Ferrara, 17 luglio 2017 - Il passato ritorna, 28 anni dopo da quell’ultimo flash sulla statale Jonica al chilometro 401, a Roseto Capo Spulico. Lì dove Isabella Internò continua a giurare che quel 18 novembre 1989 vide l’ex fidanzato Denis Bergamini gettarsi sotto un camion. Il centrocampista del Cosenza, ferrarese di Boccaleone, ferma la Maserati bianca e si tuffa sotto il bestione carico di mandarini, dice lei in lacrime davanti a carabinieri, magistrati, giudici. Quel suo racconto però torna a scricchiolare terribilmente. Dal 12 aprile, quando il procuratore di Castrovillari, Eugenio Facciolla, gli ha fatto sapere di essere indagata per l’omicidio premeditato di Denis, aggravato da crudeltà e futili motivi, in concorso con Raffaele Pisano, il conducente del camion.
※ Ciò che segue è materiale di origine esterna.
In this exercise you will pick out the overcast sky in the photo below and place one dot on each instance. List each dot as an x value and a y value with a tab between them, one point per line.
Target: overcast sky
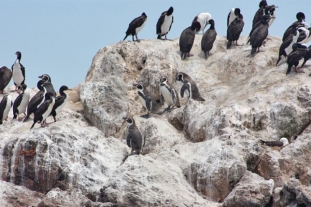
61	37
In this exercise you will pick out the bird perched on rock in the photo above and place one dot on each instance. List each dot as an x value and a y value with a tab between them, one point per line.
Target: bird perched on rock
190	86
133	136
164	23
259	34
203	19
187	38
234	30
168	95
209	38
5	77
299	51
136	26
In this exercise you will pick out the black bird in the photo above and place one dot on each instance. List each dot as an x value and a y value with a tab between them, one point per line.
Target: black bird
135	26
44	110
299	51
5	77
59	102
292	28
165	22
187	38
234	30
208	38
133	137
259	35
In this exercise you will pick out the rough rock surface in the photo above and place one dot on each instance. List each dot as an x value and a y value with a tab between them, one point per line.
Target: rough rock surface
201	154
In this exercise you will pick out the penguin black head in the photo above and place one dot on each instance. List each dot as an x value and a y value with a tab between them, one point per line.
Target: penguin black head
196	26
300	16
170	11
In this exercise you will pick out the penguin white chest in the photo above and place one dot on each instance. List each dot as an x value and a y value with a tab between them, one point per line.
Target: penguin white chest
166	24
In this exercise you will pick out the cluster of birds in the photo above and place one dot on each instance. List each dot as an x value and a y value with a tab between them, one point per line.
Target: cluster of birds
42	105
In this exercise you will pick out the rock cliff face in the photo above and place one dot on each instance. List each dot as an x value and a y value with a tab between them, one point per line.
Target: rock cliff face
201	154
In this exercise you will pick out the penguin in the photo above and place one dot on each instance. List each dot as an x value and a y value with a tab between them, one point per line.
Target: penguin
35	100
21	102
135	26
283	142
5	77
133	137
208	38
259	35
234	30
190	86
234	13
168	95
5	106
187	38
44	110
299	51
203	19
147	100
286	46
164	23
292	28
59	102
18	71
260	12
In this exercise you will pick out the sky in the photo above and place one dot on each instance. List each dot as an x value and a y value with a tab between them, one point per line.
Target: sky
61	37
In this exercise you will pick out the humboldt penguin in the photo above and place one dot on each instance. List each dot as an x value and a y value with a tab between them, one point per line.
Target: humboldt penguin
203	19
259	35
234	30
135	26
18	71
35	100
283	142
164	23
190	86
208	38
299	51
147	100
44	110
234	13
133	136
5	77
5	106
168	95
59	102
292	28
21	102
187	38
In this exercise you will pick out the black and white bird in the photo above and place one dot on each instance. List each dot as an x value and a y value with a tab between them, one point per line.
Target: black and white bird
5	77
147	99
299	51
283	142
168	95
136	26
203	19
60	101
5	106
18	71
234	13
234	30
133	137
208	38
292	28
164	23
21	102
259	34
187	38
190	86
45	109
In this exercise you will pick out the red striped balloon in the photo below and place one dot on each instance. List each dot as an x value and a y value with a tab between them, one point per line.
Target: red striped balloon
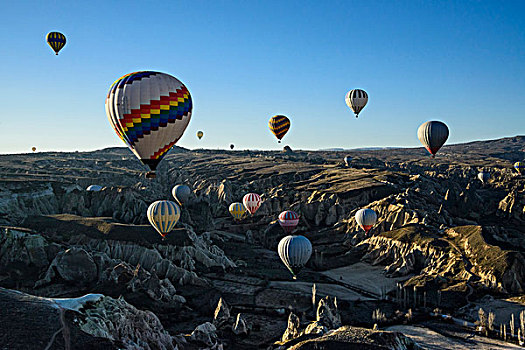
252	202
288	220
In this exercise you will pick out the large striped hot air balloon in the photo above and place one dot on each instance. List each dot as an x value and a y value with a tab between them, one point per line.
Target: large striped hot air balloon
163	215
56	40
294	251
237	210
520	167
433	135
366	218
149	111
252	202
288	220
356	99
279	125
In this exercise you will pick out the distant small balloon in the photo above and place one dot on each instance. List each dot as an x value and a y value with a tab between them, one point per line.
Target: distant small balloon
484	176
520	167
181	193
356	99
56	40
163	215
366	218
237	210
294	251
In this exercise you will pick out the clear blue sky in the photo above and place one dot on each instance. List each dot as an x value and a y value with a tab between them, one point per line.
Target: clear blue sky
462	62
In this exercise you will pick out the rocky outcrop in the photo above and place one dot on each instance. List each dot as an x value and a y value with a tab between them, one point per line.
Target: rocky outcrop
458	254
354	338
89	322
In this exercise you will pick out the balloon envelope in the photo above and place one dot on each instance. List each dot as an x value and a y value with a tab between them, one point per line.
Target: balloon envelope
56	40
181	193
252	202
520	167
163	215
237	210
433	135
294	251
149	111
484	176
288	220
356	99
279	126
366	218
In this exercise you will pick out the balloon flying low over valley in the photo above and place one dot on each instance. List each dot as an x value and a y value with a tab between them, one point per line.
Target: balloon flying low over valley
262	175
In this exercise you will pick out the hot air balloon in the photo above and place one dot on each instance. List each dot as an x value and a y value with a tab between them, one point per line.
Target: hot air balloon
520	167
294	251
56	40
181	193
149	111
237	210
356	99
366	218
163	215
432	135
288	220
484	176
279	125
252	202
94	188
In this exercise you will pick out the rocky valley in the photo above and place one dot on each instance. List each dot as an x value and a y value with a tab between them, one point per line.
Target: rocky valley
443	268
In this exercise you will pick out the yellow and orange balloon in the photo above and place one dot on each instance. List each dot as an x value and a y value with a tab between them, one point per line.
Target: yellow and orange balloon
279	126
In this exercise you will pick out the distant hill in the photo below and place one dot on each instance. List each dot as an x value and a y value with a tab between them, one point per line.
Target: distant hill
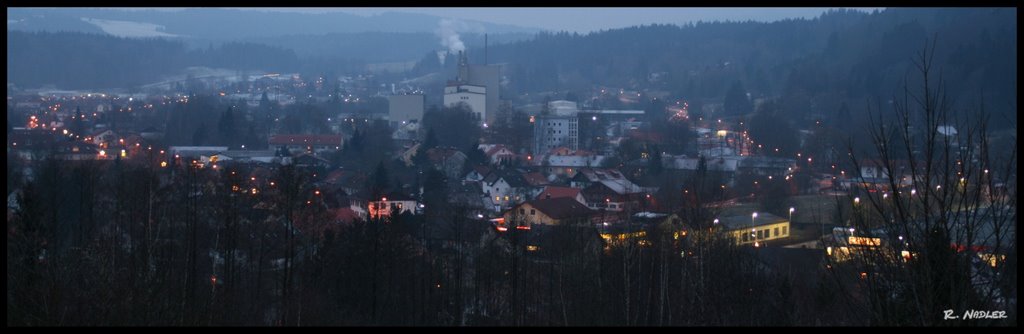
221	25
843	55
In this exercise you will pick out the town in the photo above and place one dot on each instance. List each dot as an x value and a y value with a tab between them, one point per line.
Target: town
283	199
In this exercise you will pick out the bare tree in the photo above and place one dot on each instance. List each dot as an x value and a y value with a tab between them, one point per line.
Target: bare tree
940	234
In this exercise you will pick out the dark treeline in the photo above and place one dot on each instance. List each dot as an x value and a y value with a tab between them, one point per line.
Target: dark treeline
814	64
76	60
136	245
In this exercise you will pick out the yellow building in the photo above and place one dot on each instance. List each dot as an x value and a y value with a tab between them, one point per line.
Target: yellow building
758	228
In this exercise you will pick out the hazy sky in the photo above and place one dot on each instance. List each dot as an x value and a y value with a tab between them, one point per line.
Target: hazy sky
587	19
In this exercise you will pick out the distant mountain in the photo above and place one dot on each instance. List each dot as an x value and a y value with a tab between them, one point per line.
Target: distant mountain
214	24
813	65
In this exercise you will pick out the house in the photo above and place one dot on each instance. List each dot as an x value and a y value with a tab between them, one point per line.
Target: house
391	203
310	161
497	153
766	166
346	180
561	163
559	211
505	188
640	226
306	142
610	178
757	228
600	197
77	151
468	194
30	143
536	181
103	138
477	173
561	192
446	160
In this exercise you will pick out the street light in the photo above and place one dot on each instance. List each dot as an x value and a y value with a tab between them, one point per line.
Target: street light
753	230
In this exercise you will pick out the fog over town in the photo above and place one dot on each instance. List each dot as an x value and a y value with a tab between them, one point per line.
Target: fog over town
556	166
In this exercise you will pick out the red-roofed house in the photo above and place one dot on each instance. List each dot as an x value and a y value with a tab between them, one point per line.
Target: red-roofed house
498	153
306	142
552	192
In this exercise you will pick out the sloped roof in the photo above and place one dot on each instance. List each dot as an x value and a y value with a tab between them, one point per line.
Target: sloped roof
317	139
514	178
558	192
535	179
561	208
345	215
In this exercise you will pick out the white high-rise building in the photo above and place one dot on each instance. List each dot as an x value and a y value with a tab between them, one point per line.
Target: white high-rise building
475	97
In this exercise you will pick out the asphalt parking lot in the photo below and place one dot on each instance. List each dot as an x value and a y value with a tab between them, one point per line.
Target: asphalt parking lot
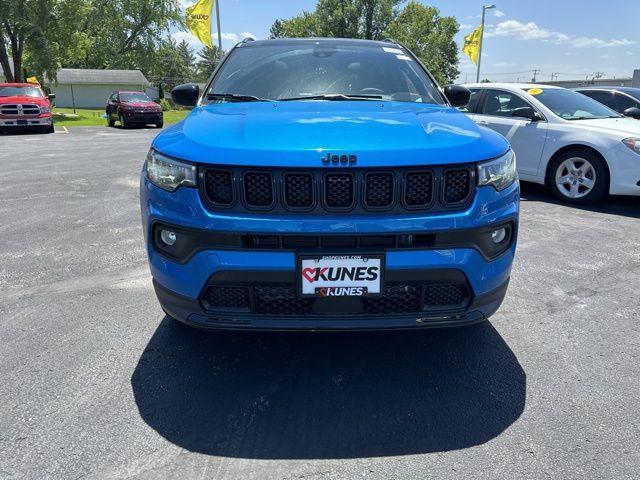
96	383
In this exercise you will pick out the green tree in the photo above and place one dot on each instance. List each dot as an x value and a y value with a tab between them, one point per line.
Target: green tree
421	28
44	35
430	36
339	18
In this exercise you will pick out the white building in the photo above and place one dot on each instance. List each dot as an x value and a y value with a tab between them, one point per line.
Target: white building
90	88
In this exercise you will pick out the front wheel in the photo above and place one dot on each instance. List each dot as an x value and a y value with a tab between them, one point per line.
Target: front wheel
579	177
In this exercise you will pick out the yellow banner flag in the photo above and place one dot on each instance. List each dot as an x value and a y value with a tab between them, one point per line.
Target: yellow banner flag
199	21
471	46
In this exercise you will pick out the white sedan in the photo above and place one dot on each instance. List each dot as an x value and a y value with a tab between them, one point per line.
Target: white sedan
576	146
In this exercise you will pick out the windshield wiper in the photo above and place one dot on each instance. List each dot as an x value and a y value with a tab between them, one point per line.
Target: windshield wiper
236	97
334	96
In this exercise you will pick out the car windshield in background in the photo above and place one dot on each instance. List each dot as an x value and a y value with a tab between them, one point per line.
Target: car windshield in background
34	92
571	105
322	71
134	97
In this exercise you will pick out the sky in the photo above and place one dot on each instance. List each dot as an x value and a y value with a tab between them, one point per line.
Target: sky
570	39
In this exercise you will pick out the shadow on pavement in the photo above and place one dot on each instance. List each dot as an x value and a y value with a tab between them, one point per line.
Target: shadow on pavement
615	205
340	395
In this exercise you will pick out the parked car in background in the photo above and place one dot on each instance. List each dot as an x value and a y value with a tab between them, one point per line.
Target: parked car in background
25	105
624	100
328	184
133	108
578	147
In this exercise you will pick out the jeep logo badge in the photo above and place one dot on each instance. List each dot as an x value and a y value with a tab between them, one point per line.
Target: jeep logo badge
332	159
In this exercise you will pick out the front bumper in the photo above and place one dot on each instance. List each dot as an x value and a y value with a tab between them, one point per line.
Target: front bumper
180	286
25	122
143	117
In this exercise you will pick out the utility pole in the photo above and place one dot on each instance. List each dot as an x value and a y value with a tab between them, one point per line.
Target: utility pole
484	9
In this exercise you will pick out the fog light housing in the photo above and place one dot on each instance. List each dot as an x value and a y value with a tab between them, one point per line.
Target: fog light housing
498	236
168	237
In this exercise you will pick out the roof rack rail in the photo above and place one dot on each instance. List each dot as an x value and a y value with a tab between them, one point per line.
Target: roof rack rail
245	40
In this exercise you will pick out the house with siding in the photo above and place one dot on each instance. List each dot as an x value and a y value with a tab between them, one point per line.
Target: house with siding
90	88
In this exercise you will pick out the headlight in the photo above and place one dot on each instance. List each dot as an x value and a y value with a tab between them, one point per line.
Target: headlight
633	143
168	173
499	173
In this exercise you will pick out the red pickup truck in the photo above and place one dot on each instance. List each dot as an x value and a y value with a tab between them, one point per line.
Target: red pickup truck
25	105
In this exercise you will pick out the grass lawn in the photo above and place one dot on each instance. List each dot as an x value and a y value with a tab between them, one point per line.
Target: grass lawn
86	117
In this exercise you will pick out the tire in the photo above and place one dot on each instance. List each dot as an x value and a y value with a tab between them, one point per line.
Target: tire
579	177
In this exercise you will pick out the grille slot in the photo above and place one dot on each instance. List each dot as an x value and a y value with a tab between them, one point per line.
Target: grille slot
396	299
418	189
379	190
445	295
219	186
258	189
20	109
338	192
283	300
220	298
298	190
280	301
457	185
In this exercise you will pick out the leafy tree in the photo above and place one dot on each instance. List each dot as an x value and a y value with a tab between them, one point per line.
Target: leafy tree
420	28
339	18
430	37
43	35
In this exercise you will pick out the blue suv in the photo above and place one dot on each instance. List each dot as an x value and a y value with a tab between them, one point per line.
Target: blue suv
328	184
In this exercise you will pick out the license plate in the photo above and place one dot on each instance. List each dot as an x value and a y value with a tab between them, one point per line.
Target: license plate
341	275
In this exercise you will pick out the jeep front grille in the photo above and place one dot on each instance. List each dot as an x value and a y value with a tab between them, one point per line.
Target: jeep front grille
321	191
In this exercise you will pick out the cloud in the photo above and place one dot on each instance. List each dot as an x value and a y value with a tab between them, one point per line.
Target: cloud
531	31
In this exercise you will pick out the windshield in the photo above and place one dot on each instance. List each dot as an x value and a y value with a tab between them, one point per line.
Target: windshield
134	97
306	69
34	92
570	105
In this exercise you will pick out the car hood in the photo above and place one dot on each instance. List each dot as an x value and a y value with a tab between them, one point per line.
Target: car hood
24	99
300	133
618	127
138	104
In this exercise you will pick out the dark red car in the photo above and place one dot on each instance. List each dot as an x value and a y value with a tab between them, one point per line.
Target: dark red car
133	108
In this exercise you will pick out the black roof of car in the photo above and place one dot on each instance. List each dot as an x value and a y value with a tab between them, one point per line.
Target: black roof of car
631	90
297	41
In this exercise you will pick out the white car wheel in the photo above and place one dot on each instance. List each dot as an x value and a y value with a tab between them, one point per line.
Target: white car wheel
575	177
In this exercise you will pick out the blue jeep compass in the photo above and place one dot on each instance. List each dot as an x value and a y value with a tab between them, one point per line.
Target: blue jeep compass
328	184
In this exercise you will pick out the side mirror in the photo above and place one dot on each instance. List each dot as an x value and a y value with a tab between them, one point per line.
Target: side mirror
633	112
526	112
186	95
457	95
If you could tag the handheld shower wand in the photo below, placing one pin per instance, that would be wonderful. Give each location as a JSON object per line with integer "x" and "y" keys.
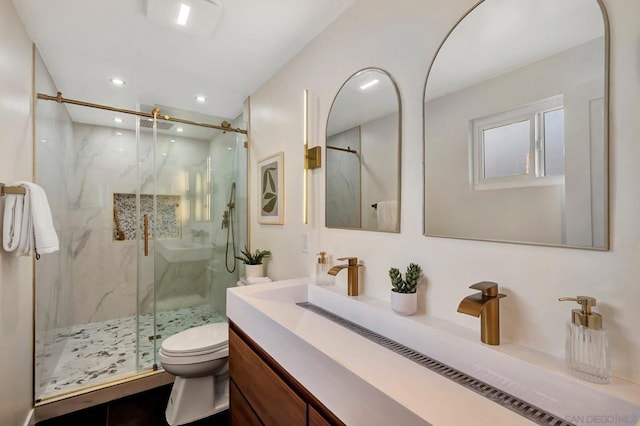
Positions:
{"x": 227, "y": 222}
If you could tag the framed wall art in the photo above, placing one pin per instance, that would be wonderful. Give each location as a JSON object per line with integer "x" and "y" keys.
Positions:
{"x": 271, "y": 189}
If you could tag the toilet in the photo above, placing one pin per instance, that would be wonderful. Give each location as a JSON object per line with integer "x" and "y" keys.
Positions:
{"x": 199, "y": 358}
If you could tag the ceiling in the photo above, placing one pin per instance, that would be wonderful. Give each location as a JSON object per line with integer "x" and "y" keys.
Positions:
{"x": 86, "y": 43}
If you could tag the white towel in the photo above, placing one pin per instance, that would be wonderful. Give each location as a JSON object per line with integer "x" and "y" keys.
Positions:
{"x": 35, "y": 228}
{"x": 12, "y": 221}
{"x": 387, "y": 214}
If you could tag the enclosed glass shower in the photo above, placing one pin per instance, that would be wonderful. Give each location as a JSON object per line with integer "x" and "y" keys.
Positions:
{"x": 147, "y": 213}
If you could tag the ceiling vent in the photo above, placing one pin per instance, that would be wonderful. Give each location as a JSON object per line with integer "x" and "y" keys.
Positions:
{"x": 162, "y": 125}
{"x": 200, "y": 19}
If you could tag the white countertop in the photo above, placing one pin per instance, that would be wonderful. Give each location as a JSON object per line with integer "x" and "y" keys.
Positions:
{"x": 364, "y": 383}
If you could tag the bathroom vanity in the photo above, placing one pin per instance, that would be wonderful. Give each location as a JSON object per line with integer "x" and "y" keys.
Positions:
{"x": 259, "y": 383}
{"x": 311, "y": 362}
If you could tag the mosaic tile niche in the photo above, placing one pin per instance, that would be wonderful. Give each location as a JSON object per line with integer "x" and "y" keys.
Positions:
{"x": 124, "y": 216}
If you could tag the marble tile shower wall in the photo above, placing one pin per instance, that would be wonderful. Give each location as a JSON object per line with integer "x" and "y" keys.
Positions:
{"x": 102, "y": 273}
{"x": 344, "y": 180}
{"x": 229, "y": 166}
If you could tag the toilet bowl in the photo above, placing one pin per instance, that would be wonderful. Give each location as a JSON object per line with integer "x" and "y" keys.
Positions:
{"x": 199, "y": 358}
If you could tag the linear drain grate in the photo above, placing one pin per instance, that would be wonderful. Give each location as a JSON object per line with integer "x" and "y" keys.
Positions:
{"x": 509, "y": 401}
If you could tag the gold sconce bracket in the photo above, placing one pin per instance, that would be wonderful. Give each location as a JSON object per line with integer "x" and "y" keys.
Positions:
{"x": 314, "y": 157}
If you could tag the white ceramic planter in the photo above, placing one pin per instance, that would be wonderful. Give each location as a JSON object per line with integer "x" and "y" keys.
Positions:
{"x": 254, "y": 270}
{"x": 404, "y": 303}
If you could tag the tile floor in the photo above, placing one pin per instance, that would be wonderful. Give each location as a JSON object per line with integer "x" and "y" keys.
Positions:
{"x": 142, "y": 409}
{"x": 103, "y": 351}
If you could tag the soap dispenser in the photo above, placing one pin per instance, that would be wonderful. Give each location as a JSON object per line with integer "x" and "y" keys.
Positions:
{"x": 586, "y": 346}
{"x": 322, "y": 270}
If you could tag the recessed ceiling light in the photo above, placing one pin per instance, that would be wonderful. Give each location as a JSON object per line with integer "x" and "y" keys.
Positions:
{"x": 369, "y": 84}
{"x": 183, "y": 16}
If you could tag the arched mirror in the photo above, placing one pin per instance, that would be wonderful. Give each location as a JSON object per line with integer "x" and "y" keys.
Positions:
{"x": 363, "y": 154}
{"x": 516, "y": 126}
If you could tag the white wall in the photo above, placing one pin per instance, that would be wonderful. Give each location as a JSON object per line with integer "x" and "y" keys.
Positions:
{"x": 402, "y": 37}
{"x": 16, "y": 150}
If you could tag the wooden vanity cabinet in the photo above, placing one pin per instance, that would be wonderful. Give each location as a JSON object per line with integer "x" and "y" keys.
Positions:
{"x": 264, "y": 393}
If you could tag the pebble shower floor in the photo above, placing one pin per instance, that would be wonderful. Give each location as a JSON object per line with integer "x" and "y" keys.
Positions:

La settimana scorsa si è conclusa la nuova autopsia sul corpo riesumato del calciatore, dalla quale sono emerse già le prime verità: femore sinistra tagliato e spina dorsale completamente integra. «Come è possibile – chiede l’avvocato Fabio Anselmo – sotto il peso di un camion?». Poi sulla ‘testa’ del femore: «Non c’è traccia di nessun taglio nell’autopsia che fece Avato». 
Intanto, trapela un’altra notizia che ha del clamoroso. Ovvero la presenza di un super testimone, già sentito dagli inquirenti, che avrebbe visto momenti determinanti della scena di quel maledetto 18 novembre. Un uomo che, negli ultimi giorni, ha contattato la famiglia Bergamini. 

Poi ci sono i vestiti che indossava Denis quel giorno. «Spariti», riprende Anselmo. Alla sorella, Donata Bergamini, dissero che vennero buttati in un inceneritore. L’unica cosa che rimase, furono le scarpe ‘salvate’ da un magazziniere. Tutto un incubo che ripiomba a Rende, nel Cosentino, dove Isabella Internò fa la mamma di due figlie e la moglie di un poliziotto. «Sono stata vittima di una gogna mediatica», dirà nel 2013, parte lesa in un processo per diffamazione con imputato un giornalista, poi assolto.

E pensare che il caso venne seppellito come falso suicidio con il nome della donna dimenticato. Poi l’inchiesta viene riaperta e lei indagata. Un macigno che la costringe a voltarsi verso gli anni dell’adolescenza vissuti accanto al biondino arrivato dal nord. Dal quale aspettava un bimbo, a 16 anni.

Era il 1987. «Era incinta di 5 mesi – spiegò Donata – ma decise di interrompere la gravidanza a Londra». Bergamini si sarebbe assunto la responsabilità di diventare padre, senza però sposare la Internò la quale, in quella Calabria degli anni Ottanta, rischiava di finire disonorata. Così, poco più che ragazzina, con il sostegno di una zia, optò per l’aborto. «Subito dopo il funerale – disse il procuratore il giorno della riapertura del fascicolo – Padovano (ex compagno del Cosenza, ndr) accompagnò a casa la Internò e fu invitato a salire con insistenza. Lui andò e si trovò di fronte ad una festa. C’erano delle paste. Stavano festeggiando?».

Dichiarazioni criticate dall’avvocato Angelo Pugliese: «Se il procuratore scrive questo? Si prenderà le proprie responsabilità». E Donata? Sempre accanto a Denis, anche in occasione della riesumazione. «Mio fratello – dice con orgoglio – non lo lascerò mai solo. Arriverò alla verità e non abbasserò la guardia su nessuno. Ho la fortuna di aver vicino tanta gente e oggi voglio dire grazie anche a coloro che non appaiono ma ci sono sempre stati. Oggi siamo ripartiti da zero, dalla prima verità. Intanto sappiamo dov’era la ferita con certezza, sappiamo come era messo il corpo di mio fratello».